A pro-establishment lawmaker representing catering sector employers continued to oppose a Hong Kong government proposal to increase statutory paternity leave from three days to five, claiming the benefit itself should not even exist, as demands for more would be “never-ending”.
Tommy Cheung Yu-yan, an executive councillor and chairman of the business-friendly Liberal Party, said on Thursday that the granting of paternity leave should be left to the employer’s discretion rather than being a statutory right, as the city had a “severe shortage of workers”.
“Every year, it’s like this. When the government proposes to add two days, labour unions and lawmakers demand more meat on the bone,” he said on a radio programme. “Some will want seven days, others will call for 10.”
“I really don’t think this is a desirable thing … It will be never-ending.”

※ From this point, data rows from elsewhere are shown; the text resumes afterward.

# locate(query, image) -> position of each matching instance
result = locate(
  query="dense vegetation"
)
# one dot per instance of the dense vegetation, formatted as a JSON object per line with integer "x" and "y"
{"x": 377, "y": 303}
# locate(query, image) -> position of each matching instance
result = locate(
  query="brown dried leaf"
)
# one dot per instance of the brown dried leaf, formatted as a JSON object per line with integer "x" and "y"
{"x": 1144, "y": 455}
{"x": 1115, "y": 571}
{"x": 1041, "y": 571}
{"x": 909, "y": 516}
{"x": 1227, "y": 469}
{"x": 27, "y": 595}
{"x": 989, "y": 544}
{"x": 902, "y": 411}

Cheung said that “back in the 1980s” there was no legally mandated paternal leave, but many companies would still grant “white days” for funerals and “red days” for auspicious events such as births and marriages without the need for “inflexible” labour laws requiring them to do so.
He added that firms able to afford paternity leave could offer it as a company benefit to attract talent if they wanted to, but there was no need to legislate.
The lawmaker has been chastised and challenged by labour groups and politicians from across the political spectrum, including members of his own party, after making similar comments on a television programme last week.
Ng Chau-pei of the pro-Beijing Federation of Trade Unions described Cheung as taking part in a “barbaric form of capitalism” and said the lawmaker should not compare the present and the past.
Cheung admitted that his opinions reflected those from the catering sector but did not represent the view of the Liberal Party, which supported the increase in paternity leave.
“Right now [the catering sector] is actually short of 10,000 to 20,000 workers,” Cheung said. “If people are gone, where are you going to hire help or temporary help? Their colleagues and those without this [extra] leave will not be as fortunate.”
Citing other costs and pressures employers had to face, such as a rising minimum wage and the soon-to-be-scrapped offsetting mechanism for staff pension funds, Cheung added: “No one issue will impact the industry too much, but cumulatively, there will be a straw that eventually breaks the camel’s back.”
Debating him on the same programme, Carol Ng Man-yee, chairwoman of the Hong Kong Confederation of Trade Unions, which has been calling for a further increase of statutory paternity leave to seven days instead of five, said the city needed to move with the times as it was already behind international standards.
Nearly 40 countries have legislated paternity leave, with the average length in the European Union being as long as 1.4 weeks, according to the Organisation for Economic Cooperation and Development.
“If your argument is that it didn’t exist before so it shouldn’t exist now, then it would be very hard to accept,” she said. “People used to live in caves and drink hill water, how can you do that now?”
Ng noted many studies had shown that close physical and mental support from the father after a birth reduced the chances of postnatal depression and would help a mother recover faster, enabling her to re-enter the workforce more quickly
She brushed off Cheung’s claims that worker demands were putting firms out of business, saying that rents, if anything, were the biggest problem.
“Most restaurants that shut are victims of heartless landlords who keep increasing rents. When have you ever heard of shops shutting down because of heartless employees increasing their salaries?”
Following Chief Executive Carrie Lam Cheng Yuet-ngor’s policy address in February, a proposal to extend statutory paternity leave from three days to five was formally put forward by the government in June.
Secretary for Labour and Welfare Law Chi-kwong said he expected the legislative process to be completed by the end of the year and the new bill to come into effect before the Lunar New Year.
Paternity leave was introduced into Hong Kong law in 2015.